Nella foto Vito Crimi (foto Ansa), con il logo di Radio Radicale

Ieri, il direttore dell’emittente, Alessio Falconio, aveva ribadito come senza rinnovo della convenzione Radio Radicale andrà avanti finché avrà ossigeno “nella speranza di una proroga”. “L’ad, ha precisato, ha già fatto sapere che senza rinnovo verranno pagati gli stipendi di maggio e non quelli di giugno. Il problema è che non ci saranno neanche le risorse per sostenere i costi di produzione, a partire dall’accensione degli impianti”.

Giuseppe Giulietti e Raffaele Lorusso (Foto ANSA/GIUSEPPE LAMI)

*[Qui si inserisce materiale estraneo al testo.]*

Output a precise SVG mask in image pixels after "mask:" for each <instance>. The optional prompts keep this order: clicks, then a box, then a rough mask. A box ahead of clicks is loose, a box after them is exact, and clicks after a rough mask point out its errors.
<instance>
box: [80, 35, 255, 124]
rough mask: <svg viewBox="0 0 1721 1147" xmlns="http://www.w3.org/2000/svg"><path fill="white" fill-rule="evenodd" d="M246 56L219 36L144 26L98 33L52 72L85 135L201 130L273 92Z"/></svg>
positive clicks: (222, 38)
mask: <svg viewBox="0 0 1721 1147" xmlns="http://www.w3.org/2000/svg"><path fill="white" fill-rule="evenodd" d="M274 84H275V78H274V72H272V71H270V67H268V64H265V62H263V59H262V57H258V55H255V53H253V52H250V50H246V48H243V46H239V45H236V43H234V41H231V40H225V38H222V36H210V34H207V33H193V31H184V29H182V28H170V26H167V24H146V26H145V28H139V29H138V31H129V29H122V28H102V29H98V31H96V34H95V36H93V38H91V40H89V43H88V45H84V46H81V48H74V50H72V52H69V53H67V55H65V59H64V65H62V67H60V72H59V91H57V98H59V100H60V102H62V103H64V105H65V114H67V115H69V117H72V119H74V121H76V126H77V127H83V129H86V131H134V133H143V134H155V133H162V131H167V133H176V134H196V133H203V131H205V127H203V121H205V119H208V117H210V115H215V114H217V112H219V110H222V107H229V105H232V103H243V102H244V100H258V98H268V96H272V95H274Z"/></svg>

Accanto all’emittente si è schierata nuovamente la Fnsi. “Dopo l’ondata di solidarietà, espressa anche da parlamentari della maggioranza, contro l’oscuramento di Radio Radicale e i tagli ai fondi per l’editoria, puntualmente è arrivata la bocciatura di ogni emendamento”, hanno affermato in una nota i vertici della federazione della Stampa, Raffaele Lorusso e Beppe Giulietti. “Ci auguriamo che, entro questa sera, la decisione sia modificata e siano accolte le osservazioni formulate da diversi gruppi parlamentari. Altrimenti, hanno ribadito il segretario e il presidente Fnsi, non resterà che la via della lotta contro questo vero e proprio colpo di mano contro l’articolo 21 della Costituzione”.

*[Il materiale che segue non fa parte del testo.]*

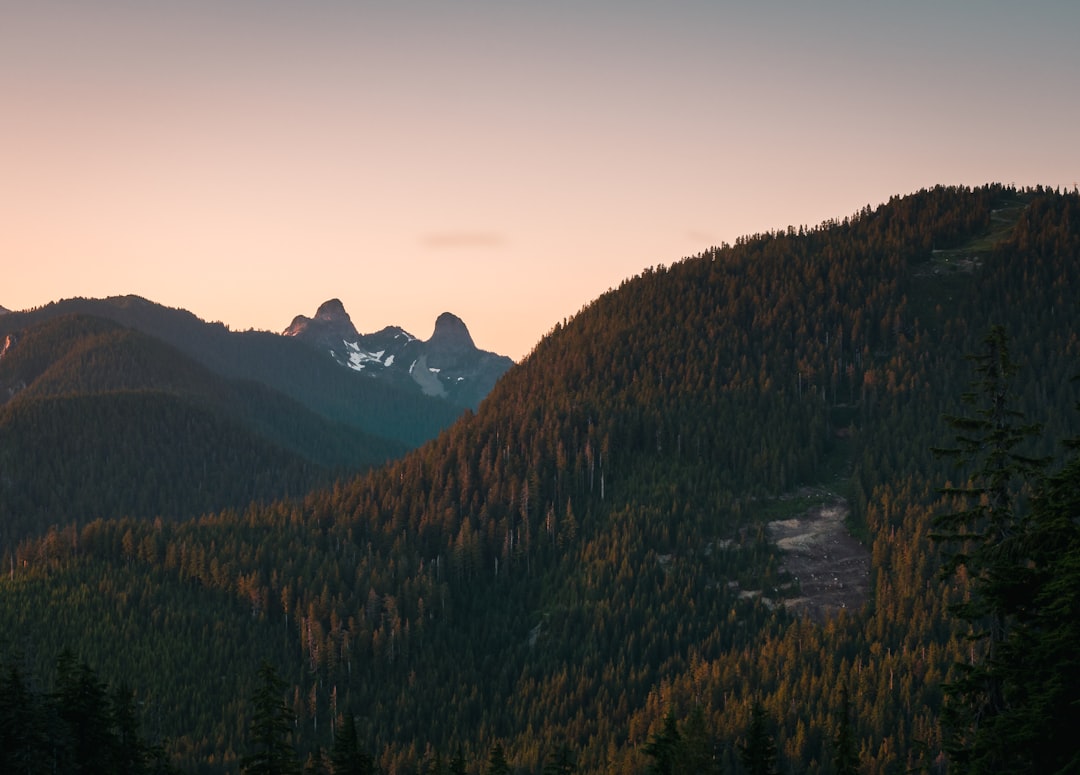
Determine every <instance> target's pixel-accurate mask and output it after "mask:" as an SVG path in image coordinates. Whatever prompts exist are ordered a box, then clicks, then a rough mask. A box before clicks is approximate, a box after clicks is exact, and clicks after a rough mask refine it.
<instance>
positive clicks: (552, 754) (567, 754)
mask: <svg viewBox="0 0 1080 775" xmlns="http://www.w3.org/2000/svg"><path fill="white" fill-rule="evenodd" d="M543 772H544V775H573V773H576V772H578V763H577V762H576V761H575V758H573V751H572V750H571V749H570V746H568V745H567V744H565V743H563V744H562V745H559V746H558V748H556V749H555V752H554V753H553V754H552V756H551V758H550V759H549V760H548V762H546V763H545V764H544V765H543Z"/></svg>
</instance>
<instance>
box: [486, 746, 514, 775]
mask: <svg viewBox="0 0 1080 775" xmlns="http://www.w3.org/2000/svg"><path fill="white" fill-rule="evenodd" d="M485 772H486V773H487V775H510V764H509V763H508V762H507V753H505V751H503V750H502V744H501V743H498V742H497V743H496V744H495V745H494V746H491V753H490V754H489V756H488V758H487V770H486V771H485Z"/></svg>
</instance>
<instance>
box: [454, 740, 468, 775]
mask: <svg viewBox="0 0 1080 775" xmlns="http://www.w3.org/2000/svg"><path fill="white" fill-rule="evenodd" d="M450 775H465V754H464V752H462V750H461V746H458V750H457V752H456V753H455V754H454V758H453V759H450Z"/></svg>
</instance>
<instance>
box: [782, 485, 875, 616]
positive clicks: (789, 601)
mask: <svg viewBox="0 0 1080 775" xmlns="http://www.w3.org/2000/svg"><path fill="white" fill-rule="evenodd" d="M848 511H849V508H848V504H847V502H846V501H843V500H842V499H839V498H837V499H834V500H831V501H829V502H827V503H825V504H823V505H820V506H814V507H812V508H810V509H808V511H807V512H804V513H802V514H800V515H799V516H798V517H794V518H791V519H778V520H775V521H772V522H769V526H768V527H769V534H770V536H771V538H772V540H773V541H774V542H775V544H777V547H778V548H780V549H781V552H783V557H784V559H783V566H782V567H783V570H785V571H787V572H788V573H789V574H791V575H792V579H793V580H795V581H797V582H798V589H799V597H792V598H787V599H785V600H783V603H782V604H783V606H785V607H786V608H788V609H791V610H793V611H796V612H801V613H805V614H807V615H808V616H810V618H812V620H813V621H814V622H819V623H821V622H824V621H825V620H826V618H828V617H829V616H833V615H836V613H838V612H839V611H840V610H842V609H852V610H858V609H860V608H862V606H863V603H865V602H866V599H867V596H868V595H869V571H870V554H869V552H868V550H867V548H866V547H865V546H863V545H862V544H861V543H859V541H856V540H855V539H853V538H852V536H851V535H850V534H849V533H848V530H847V528H846V527H845V525H843V520H845V519H846V518H847V516H848Z"/></svg>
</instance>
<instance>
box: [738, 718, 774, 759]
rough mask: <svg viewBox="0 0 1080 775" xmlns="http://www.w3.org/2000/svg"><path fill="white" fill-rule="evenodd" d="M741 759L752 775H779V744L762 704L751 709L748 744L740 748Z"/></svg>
mask: <svg viewBox="0 0 1080 775" xmlns="http://www.w3.org/2000/svg"><path fill="white" fill-rule="evenodd" d="M739 757H740V759H741V760H742V763H743V766H744V767H745V769H746V772H747V773H750V775H777V744H775V742H774V740H773V738H772V733H771V732H770V731H769V719H768V717H767V716H766V712H765V708H764V707H761V704H760V703H754V707H753V708H751V711H750V726H748V728H747V729H746V742H745V743H743V744H742V745H741V746H739Z"/></svg>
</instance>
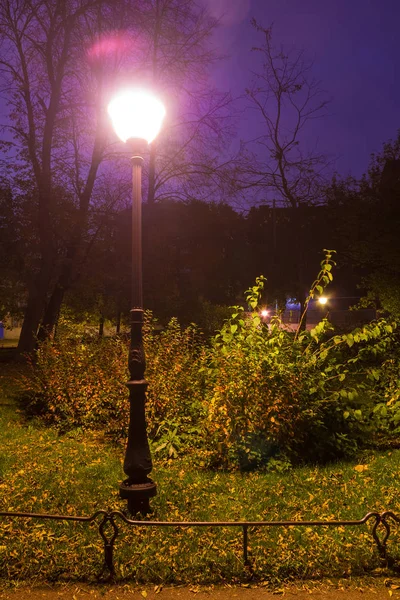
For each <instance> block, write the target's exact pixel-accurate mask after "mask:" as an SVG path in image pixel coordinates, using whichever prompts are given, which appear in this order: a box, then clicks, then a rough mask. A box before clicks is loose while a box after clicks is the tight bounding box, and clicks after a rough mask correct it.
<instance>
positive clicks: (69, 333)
mask: <svg viewBox="0 0 400 600" xmlns="http://www.w3.org/2000/svg"><path fill="white" fill-rule="evenodd" d="M146 317H147V318H146V321H145V326H144V330H143V335H144V345H145V350H146V360H147V364H148V366H147V371H146V377H147V378H148V380H149V384H150V385H149V390H148V394H147V421H148V431H149V436H150V438H151V439H152V440H155V451H156V452H157V453H159V454H160V455H161V456H165V457H174V456H176V449H177V448H181V446H182V444H181V443H180V442H179V441H178V440H179V439H180V438H181V437H182V439H185V440H187V439H188V437H190V444H189V445H190V447H194V446H195V440H196V438H197V437H198V435H199V432H198V428H197V427H196V424H197V423H198V421H199V419H200V415H201V412H202V410H203V404H202V400H201V399H202V386H201V385H200V384H199V375H198V372H199V361H201V360H202V354H203V352H204V350H203V347H202V345H201V335H200V333H199V331H198V330H197V328H196V327H195V326H194V325H192V326H189V327H187V328H186V329H182V328H181V327H180V325H179V324H178V322H177V320H176V319H172V320H171V321H170V323H169V324H168V326H167V327H166V328H165V329H164V330H163V331H162V332H161V333H159V332H158V330H157V322H156V321H155V320H154V319H153V317H152V315H151V313H147V315H146ZM89 332H90V329H88V328H87V327H85V326H78V325H77V324H76V323H73V322H71V321H70V320H69V319H66V318H63V319H61V322H60V324H59V326H58V330H57V336H56V339H53V340H48V341H46V342H43V343H42V344H41V345H40V346H39V349H38V350H37V352H36V356H35V361H34V362H32V363H31V370H30V373H29V374H28V375H26V376H25V377H24V384H25V393H24V394H23V396H22V400H23V403H24V405H25V407H26V409H27V410H28V411H29V412H30V413H33V414H39V415H41V416H42V418H43V419H44V420H45V422H46V423H48V424H54V425H56V426H57V427H58V428H59V429H60V430H62V431H67V430H70V429H72V428H76V427H79V428H83V429H98V430H102V431H104V432H105V433H106V434H107V435H109V436H112V438H113V439H117V440H118V439H120V438H121V437H124V436H125V435H126V434H127V427H128V415H129V402H128V391H127V389H126V386H125V382H126V381H128V378H129V377H128V369H127V363H128V342H127V340H125V339H123V338H120V337H112V338H99V337H98V336H97V335H91V334H90V333H89ZM167 440H169V441H167Z"/></svg>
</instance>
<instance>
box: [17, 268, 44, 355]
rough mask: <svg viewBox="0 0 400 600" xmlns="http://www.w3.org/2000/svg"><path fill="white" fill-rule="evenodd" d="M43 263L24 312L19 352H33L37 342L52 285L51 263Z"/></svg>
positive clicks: (20, 352)
mask: <svg viewBox="0 0 400 600" xmlns="http://www.w3.org/2000/svg"><path fill="white" fill-rule="evenodd" d="M46 263H47V264H45V265H43V263H42V267H41V270H40V272H39V274H38V276H37V277H36V281H34V282H33V283H32V285H31V288H30V290H29V295H28V302H27V306H26V309H25V314H24V322H23V324H22V329H21V335H20V338H19V342H18V354H23V353H25V352H33V350H34V349H35V346H36V342H37V332H38V328H39V324H40V321H41V318H42V316H43V312H44V310H45V306H46V300H47V294H48V289H49V285H50V270H51V269H50V264H49V263H48V261H46Z"/></svg>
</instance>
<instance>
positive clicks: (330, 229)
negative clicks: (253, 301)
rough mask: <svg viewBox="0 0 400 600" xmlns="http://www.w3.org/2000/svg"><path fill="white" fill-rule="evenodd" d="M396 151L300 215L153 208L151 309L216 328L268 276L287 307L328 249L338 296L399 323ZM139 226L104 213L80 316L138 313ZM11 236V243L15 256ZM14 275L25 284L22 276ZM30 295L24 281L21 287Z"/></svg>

Il commento del Cdr di Radio Radicale – Prendiamo atto che in Parlamento sembra prevalere la volontà di spegnere Radio Radicale e di cancellare un servizio pubblico che dura da 43 anni buttando in strada oltre 100 persone che senza fatti nuovi perderanno il loro lavoro.
Speriamo che in Aula le cose possano cambiare ma chi sta tentando di cancellarci può stare sicuro che non lasceremo nulla di intentato e andremo fino in fondo per difendere il nostro lavoro e la nostra storia.
Ringraziamo Roberto Giachetti per la sua generosa iniziativa nonviolenta e gli chiediamo di sospendere almeno lo sciopero totale della sete per riorganizzare insieme la lotta per la vita di Radio Radicale.
Non resteremo inermi e in silenzio di fronte ad un atto che non ha altra giustificazione se non quella di colpire un’esperienza unica come Radio Radicale nel quadro dell’attacco più generale in corso contro l’informazione democratica nel nostro Paese.